Metrics Overview

Klag exports its metrics through Micrometer, so the exact name format depends on the reporter (Prometheus, Datadog, or OTLP). The logical metrics are the same everywhere.

Tags depend on the metric’s scope. Consumer metrics commonly use consumer_group, topic-level metrics add topic, and only partition-level series add partition. Broker/topic signals such as throughput and ISR do not have a consumer_group tag.

Core lag and offsets

Metric	Description
`klag.consumer.lag`	Current lag per partition (also `.sum`, `.max`, `.min`).
`klag.consumer.lag.velocity`	Rate of change; positive means falling behind. See Lag Velocity.
`klag.consumer.committed_offset`	Last committed offset per partition.
`klag.partition.log_end_offset`	Latest offset per partition.
`klag.partition.log_start_offset`	Earliest available offset per partition.
`klag.topic.partitions`	Partition count per topic.
`klag.consumer.group.state`	Consumer-group state and observed state-change count.

Consumer-group state

klag.consumer.group.state has consumer_group and a lowercase state tag. The possible values are stable, preparing_rebalance, completing_rebalance, empty, dead, and unknown. There is no generic rebalancing value.

The gauge value is a consecutive state-change count, not an encoded state or a lifetime cumulative total. It starts at 0, rises while the state changes on back-to-back collections, and resets to 0 on an unchanged collection. Select state by its tag rather than comparing the gauge to a state number. After a transition, two-phase stale-series cleanup can leave the previous state-tagged series visible for one or two collection intervals.

klag.consumer.lag, per-partition klag.consumer.lag.ms, and klag.consumer.committed_offset also carry member_host, consumer_id, and client_id tags identifying the consumer instance that owns each partition — handy for pinning lag to a specific pod. Unowned partitions (Empty/Dead groups) get empty-string values. Disable with CONSUMER_MEMBER_LABELS_ENABLED=false to cut cardinality. Topic-level lag.ms aggregates and partition-level klag.partition.log_*_offset metrics stay member-agnostic.

Hot partitions

Reported only when statistical outliers exist (see Hot Partitions):

Metric	Description
`klag.hot_partition`	Partition throughput × 100 when statistically high. Tags: `topic`, `partition` only.
`klag.hot_partition.lag`	Partition lag when statistically high. Tags: `consumer_group`, `topic`, `partition`.

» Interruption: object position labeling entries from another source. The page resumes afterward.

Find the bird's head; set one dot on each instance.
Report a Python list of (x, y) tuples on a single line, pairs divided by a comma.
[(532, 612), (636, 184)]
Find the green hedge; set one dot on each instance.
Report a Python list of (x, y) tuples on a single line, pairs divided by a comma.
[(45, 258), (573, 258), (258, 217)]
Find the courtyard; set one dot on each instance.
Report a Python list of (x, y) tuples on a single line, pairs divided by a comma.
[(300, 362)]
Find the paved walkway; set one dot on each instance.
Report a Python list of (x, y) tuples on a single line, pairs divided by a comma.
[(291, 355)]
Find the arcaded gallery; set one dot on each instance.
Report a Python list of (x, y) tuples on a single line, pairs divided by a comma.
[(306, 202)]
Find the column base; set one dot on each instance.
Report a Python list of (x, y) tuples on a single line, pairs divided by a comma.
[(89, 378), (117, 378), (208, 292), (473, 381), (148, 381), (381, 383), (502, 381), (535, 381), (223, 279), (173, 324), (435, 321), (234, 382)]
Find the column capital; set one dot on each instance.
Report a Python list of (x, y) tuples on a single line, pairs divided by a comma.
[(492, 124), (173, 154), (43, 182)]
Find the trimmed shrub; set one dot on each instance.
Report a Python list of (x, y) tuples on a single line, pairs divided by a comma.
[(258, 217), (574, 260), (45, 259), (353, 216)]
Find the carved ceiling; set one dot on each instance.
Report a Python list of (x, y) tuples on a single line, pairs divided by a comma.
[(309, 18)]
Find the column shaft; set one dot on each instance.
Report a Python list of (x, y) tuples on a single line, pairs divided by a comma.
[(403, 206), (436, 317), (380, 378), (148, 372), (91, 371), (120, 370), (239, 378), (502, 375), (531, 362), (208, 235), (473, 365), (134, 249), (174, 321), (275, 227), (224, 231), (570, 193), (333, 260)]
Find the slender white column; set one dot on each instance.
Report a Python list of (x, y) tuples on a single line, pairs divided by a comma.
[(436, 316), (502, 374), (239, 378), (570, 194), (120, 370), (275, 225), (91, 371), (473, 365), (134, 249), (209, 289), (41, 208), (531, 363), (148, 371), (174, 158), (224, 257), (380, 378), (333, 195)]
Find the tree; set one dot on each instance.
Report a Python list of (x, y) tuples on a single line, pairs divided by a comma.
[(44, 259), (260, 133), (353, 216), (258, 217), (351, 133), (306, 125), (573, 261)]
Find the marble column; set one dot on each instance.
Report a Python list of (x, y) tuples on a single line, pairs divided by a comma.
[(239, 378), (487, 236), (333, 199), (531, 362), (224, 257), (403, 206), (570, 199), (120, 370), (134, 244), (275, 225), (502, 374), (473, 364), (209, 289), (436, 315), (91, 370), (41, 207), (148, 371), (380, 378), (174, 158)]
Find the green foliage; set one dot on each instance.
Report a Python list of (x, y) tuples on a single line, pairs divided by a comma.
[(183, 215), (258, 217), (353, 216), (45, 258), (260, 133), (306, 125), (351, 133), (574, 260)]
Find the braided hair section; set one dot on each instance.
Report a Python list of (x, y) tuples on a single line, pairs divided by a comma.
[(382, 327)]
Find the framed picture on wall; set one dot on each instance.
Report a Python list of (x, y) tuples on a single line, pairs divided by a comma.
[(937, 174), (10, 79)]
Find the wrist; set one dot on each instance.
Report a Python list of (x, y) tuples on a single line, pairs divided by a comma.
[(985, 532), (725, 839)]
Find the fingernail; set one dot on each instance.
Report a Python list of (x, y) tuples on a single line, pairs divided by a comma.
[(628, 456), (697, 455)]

Under-replicated partitions (ISR)

Reported only when a partition is under-replicated (see ISR Monitoring):

Metric	Description
`klag.partition.under_replicated`	Missing in-sync replica count (`replicaCount - inSyncReplicaCount`). Tags: `topic`, `partition` only.

Time-based lag

See Time-Based Lag. Topic aggregate tags: consumer_group, topic. Partition tags: consumer_group, topic, partition, plus optional member labels.

Metric	Description
`klag.consumer.lag.ms`	Lag in milliseconds, from Kafka log timestamps (poll-history fallback).
`klag.consumer.lag.time_to_close_seconds`	Estimated seconds until lag reaches zero (only when catching up).

Commit staleness

Metric	Description
`klag.consumer.commit.staleness_seconds`	Seconds since Klag last observed the committed-offset sum change for a lagging group and topic. Tags: `consumer_group`, `topic`.

This metric is reported only while lag is greater than zero, so an idle, caught-up consumer is not marked stale. Kafka does not expose a commit timestamp, so Klag observes the sum of committed offsets across the group/topic’s partitions. Any change to that sum, including a rewind, resets the clock. When the group/topic catches up, Klag removes the baseline; if lag resumes, the next observation establishes a new baseline. Restarting Klag also resets observation. This is therefore an inferred signal, not the absolute age of the latest Kafka commit. Disable collection with COMMIT_FRESHNESS_ENABLED=false. See Detect Stuck Consumers.

Data loss prevention

See Data Loss Prevention. Topic aggregates have consumer_group and topic and omit partition; per-partition series additionally have partition. In PromQL, {partition=""} matches a missing label, so use it for topic rollups and {partition!=""} for partition detail.

Metric	Description
`klag.consumer.lag.retention_percent`	Lag as a percentage of the retention window, exported as percentage × 100 for precision. Raw `10000` represents 100% and the data-loss boundary.

Optional JVM metrics

When METRICS_JVM_ENABLED=true, standard Micrometer JVM metrics (memory, GC, threads, classes, CPU) are exported too, and visualized in the Grafana dashboard.